1School of Power and Energy, Northwestern Polytechnical University, Xi'an 710072, China
2Institute of Engineering Thermophysics, Chinese Academy of Sciences, Beijing 10080, China

Received 28 February 2006; Revised 9 July 2006; Accepted 14 July 2006

Copyright © 2006 Xingen Lu et al. This is an open access article distributed under the Creative Commons Attribution License, which permits unrestricted use, distribution, and reproduction in any medium, provided the original work is properly cited.
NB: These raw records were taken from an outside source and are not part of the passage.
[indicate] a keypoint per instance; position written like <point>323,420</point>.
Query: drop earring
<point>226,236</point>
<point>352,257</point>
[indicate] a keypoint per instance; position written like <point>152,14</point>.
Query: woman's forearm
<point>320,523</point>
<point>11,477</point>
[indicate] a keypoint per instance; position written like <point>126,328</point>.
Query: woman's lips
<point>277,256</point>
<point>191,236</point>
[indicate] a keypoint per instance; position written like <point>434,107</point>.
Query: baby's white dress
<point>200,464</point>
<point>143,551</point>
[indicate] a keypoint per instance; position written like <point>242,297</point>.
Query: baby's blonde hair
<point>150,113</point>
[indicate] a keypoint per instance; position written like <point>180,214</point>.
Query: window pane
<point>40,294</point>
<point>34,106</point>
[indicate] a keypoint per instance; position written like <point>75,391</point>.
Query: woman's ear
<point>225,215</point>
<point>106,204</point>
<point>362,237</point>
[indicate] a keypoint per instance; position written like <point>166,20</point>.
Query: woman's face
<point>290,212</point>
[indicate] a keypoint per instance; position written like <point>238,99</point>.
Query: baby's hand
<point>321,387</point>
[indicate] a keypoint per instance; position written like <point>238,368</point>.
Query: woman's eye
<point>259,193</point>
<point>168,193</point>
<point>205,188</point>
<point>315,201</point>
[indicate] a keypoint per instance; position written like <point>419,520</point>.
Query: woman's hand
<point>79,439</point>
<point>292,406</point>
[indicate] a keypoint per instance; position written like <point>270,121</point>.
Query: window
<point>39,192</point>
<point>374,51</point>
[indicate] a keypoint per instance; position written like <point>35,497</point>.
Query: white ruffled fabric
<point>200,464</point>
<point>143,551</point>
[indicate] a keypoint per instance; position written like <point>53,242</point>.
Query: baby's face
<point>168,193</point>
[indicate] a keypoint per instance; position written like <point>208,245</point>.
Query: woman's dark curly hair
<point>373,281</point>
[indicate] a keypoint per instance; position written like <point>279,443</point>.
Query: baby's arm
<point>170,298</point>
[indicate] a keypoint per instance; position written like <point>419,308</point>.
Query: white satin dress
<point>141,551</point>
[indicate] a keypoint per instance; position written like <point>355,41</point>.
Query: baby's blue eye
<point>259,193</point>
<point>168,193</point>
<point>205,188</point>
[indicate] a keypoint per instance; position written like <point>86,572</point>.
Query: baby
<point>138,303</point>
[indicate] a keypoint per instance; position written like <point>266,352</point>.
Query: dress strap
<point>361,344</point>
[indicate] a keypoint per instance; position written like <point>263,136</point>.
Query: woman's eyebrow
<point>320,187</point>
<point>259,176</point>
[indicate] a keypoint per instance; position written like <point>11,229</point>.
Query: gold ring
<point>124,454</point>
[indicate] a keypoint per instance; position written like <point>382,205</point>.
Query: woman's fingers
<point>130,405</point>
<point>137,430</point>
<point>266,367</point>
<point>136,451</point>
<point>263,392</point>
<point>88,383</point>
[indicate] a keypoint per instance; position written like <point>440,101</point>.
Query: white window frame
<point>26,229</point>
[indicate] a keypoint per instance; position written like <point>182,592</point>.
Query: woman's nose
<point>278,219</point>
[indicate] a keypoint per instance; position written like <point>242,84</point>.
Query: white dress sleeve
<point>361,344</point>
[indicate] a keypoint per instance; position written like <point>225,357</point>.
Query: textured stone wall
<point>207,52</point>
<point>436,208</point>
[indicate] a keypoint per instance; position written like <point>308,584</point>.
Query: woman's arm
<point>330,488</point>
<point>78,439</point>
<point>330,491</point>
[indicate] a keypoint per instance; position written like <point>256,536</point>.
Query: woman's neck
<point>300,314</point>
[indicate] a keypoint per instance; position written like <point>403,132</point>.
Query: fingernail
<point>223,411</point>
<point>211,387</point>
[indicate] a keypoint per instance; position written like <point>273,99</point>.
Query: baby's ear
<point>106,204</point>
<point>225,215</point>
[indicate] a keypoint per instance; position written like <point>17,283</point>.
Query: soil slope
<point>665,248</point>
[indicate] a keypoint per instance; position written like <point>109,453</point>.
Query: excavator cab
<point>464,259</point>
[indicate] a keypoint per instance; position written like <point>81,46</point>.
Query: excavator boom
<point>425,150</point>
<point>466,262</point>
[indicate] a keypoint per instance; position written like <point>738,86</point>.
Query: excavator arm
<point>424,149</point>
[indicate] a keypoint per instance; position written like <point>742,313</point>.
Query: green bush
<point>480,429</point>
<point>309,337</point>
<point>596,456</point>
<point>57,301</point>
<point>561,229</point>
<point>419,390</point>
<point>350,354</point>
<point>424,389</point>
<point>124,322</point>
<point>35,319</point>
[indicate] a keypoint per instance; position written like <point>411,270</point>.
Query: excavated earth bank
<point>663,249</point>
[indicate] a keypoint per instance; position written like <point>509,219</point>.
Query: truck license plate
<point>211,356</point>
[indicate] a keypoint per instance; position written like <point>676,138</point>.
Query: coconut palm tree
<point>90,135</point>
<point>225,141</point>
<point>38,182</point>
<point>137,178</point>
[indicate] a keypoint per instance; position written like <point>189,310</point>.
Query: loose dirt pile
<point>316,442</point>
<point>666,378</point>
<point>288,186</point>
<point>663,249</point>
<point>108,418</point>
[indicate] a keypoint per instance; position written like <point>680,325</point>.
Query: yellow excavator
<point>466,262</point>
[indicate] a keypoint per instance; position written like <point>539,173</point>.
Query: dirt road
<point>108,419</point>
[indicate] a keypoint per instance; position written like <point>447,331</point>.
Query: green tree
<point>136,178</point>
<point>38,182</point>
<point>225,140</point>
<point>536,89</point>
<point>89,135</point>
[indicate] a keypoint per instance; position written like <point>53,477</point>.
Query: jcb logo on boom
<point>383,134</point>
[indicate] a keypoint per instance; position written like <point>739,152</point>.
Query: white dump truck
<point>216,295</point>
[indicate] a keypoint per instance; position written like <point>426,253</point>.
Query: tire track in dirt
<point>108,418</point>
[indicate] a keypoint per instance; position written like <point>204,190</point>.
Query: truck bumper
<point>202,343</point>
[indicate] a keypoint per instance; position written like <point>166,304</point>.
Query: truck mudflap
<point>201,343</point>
Steady tip injection has been demonstrated to be an effective means of extending the stable operating range of a tip-critical compressor. This study presents a state-of-the-art design for the tip injection through the casing with flush-mounted inclined holes and the effectiveness of steady micro-air injection to enhance stability in a subsonic axial-flow compressor rotor using an external-air supply. For the tested rotor, experimental results demonstrate that at 53% design speed, the stalling mass flow can be reduced by 7.69% using an injected mass flow equivalent to 0.064% of the annulus flow. Time-dependent CFD simulations were conducted to identify the physical mechanic that accounts for the beneficial effects of the steady micro-air injection on the performance and stability of the compressor. Detailed analyses of the flow visualization at the tip have exposed the different tip flow topologies between the cases without tip injection and with tip injection. It was found that the primary stall margin enhancement afforded by the steady micro-air injection is a result of the tip-clearance flow manipulation. The repositioning of the tip-clearance vortex further towards the trailing edge of the blade passage and delaying the movement of incoming/tip-clearance flow interface to the leading edge plane are the physical mechanisms responsible for extending the compressor stall margin.